Each cell intrinsically can have thousands of dimensions, i.e. cell cycle, gene regulation, splicing, velocity etc. For computational conveniences, we tend to reduce the dimensionality for single cell clustering to identify common or rare cell types/subtypes. Although this conversion into low dimension space makes it computationally feasible for us to probe OMICs based cell clustering, loss of information is a real challenge that may not recapitulate optimum cellular composition for a given tissue.

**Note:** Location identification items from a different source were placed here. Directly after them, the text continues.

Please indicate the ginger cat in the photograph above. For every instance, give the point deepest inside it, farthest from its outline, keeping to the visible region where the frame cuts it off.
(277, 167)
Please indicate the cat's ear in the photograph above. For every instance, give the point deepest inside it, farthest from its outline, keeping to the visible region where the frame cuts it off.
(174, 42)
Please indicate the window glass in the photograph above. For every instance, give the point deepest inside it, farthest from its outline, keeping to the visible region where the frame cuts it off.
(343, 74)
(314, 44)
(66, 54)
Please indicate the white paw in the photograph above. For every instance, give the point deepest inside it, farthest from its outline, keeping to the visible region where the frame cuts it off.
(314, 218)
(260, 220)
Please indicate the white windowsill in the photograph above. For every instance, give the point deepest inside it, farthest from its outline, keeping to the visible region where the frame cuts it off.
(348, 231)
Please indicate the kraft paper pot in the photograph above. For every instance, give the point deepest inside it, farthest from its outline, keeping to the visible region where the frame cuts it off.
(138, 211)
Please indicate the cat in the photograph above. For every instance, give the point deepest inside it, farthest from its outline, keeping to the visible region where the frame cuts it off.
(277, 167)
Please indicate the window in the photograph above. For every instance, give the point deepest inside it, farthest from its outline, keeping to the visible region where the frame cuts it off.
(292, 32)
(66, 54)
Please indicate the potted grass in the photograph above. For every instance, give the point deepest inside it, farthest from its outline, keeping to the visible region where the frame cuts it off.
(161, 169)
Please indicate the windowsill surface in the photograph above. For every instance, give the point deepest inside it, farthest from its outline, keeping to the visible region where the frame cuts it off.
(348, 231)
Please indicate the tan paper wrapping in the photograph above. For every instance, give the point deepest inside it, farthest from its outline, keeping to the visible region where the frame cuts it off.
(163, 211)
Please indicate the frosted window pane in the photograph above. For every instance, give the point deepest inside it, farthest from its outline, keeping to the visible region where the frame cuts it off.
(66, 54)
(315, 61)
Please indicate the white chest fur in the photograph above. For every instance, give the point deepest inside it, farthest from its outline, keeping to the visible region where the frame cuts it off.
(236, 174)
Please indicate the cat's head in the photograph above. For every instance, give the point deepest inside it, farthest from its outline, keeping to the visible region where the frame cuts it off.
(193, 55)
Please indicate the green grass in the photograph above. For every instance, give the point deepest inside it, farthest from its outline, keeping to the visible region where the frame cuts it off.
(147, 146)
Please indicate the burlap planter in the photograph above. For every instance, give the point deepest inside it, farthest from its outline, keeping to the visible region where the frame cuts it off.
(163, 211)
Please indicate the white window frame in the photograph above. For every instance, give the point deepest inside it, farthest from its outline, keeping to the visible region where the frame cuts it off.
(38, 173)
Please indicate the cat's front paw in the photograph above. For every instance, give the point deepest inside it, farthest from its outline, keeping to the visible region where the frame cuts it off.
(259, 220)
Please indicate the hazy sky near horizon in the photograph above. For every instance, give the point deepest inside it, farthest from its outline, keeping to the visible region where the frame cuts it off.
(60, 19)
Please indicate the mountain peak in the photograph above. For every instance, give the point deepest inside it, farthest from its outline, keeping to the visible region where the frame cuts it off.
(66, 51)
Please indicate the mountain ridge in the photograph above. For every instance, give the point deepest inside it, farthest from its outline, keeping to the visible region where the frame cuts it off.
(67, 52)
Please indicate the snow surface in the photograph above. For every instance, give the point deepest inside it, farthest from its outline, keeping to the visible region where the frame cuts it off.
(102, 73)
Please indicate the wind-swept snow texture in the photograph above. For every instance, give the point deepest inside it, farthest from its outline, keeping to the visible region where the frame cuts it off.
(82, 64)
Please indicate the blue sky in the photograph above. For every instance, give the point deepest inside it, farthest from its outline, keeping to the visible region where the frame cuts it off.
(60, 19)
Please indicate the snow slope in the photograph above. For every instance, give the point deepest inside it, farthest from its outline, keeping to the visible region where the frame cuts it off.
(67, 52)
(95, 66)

Most recent breakthroughs studies from single cell OMICs mostly used such reduction techniques (i.e. principal component analysis) and applied tSNE or UMPA clustering. These studies basically captured the strong detectable cell clusters with high variance, leaving out the rare cell clusters or subtypes. This low dimension reduction is not the only complexity, for clustering, the number of cell type, the number of cells in a cell type or the cell subtype and their underlying regulatory features are all unknown. These unknown parameters creates an exponential search space and makes clustering problem NP-Hard, meaning there may not be any polynomial time algorithm to provide a guaranteed optimum solution. This is why, reduction is a convenient way to make the search space narrow enough to have a sub optimum clustering.

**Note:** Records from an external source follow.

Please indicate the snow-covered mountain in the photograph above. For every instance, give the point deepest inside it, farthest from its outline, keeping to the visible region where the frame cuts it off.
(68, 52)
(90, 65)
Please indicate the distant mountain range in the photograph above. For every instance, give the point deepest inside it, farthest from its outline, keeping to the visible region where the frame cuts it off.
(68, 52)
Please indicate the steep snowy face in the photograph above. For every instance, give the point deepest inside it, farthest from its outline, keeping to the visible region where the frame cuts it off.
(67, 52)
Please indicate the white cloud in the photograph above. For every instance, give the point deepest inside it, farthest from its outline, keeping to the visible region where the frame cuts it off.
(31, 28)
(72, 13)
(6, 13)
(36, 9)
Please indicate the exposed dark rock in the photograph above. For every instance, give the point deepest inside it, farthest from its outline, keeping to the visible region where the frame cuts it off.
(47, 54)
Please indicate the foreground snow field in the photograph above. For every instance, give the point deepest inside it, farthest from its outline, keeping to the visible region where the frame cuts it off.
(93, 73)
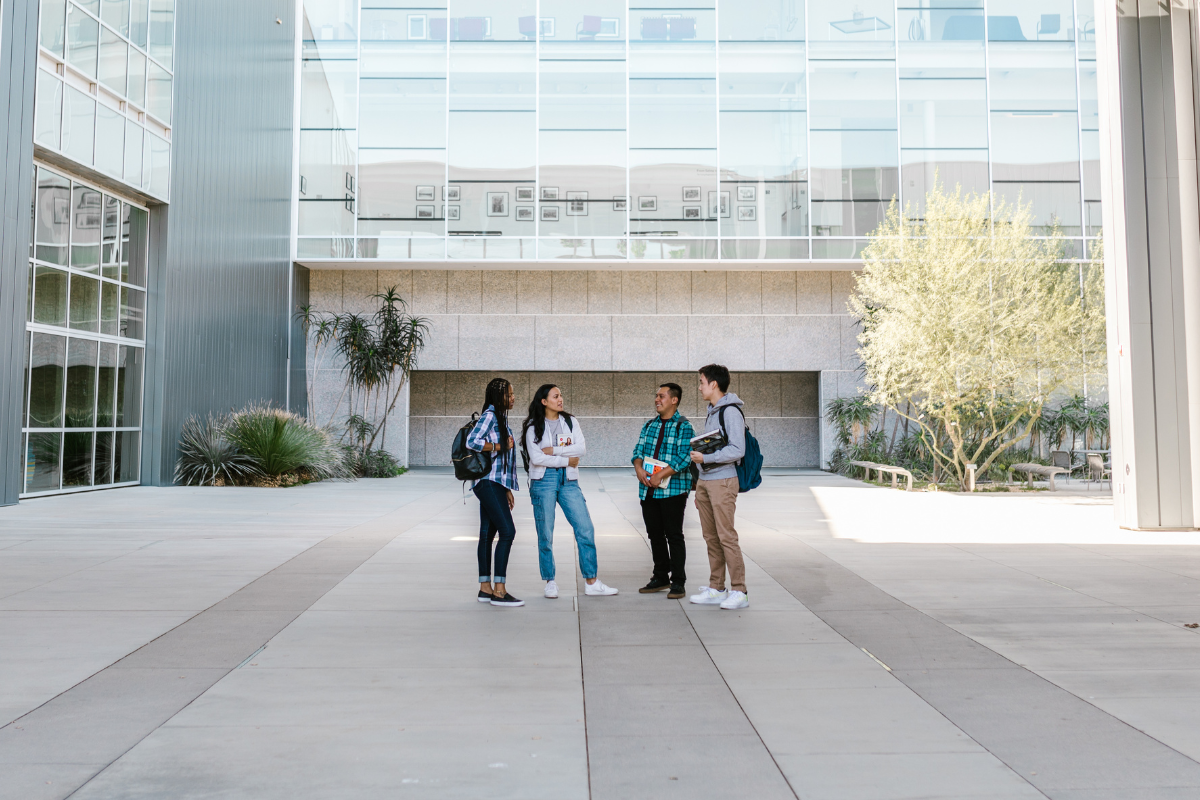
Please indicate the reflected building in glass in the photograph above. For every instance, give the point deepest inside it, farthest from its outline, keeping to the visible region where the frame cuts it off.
(750, 131)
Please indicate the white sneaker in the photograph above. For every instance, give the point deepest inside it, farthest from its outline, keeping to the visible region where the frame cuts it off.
(736, 600)
(708, 596)
(598, 589)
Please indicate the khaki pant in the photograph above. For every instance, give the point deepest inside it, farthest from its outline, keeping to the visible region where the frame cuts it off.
(717, 501)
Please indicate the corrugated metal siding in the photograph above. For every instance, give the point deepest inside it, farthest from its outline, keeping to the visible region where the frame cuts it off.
(220, 311)
(18, 66)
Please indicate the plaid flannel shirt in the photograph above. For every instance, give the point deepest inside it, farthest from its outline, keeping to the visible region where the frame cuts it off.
(676, 452)
(504, 464)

Clustering in low dimensions can detect signals that were preserved through major variances between cells. This in turn will lose underlying small variances that is crucial for subtypes and rare cell types detections. Another major problem is the interpretation of clusters which current solutions lack. It gives us no molecularly relevant information why clusters are different or similar. Clustering in this case seems like more of an optimization rather than a machine learning pattern recognition type of problem. It is time to go deep and find unsupervised clustering solutions using high dimension OMICs data applying different branches of artificial intelligence algorithms.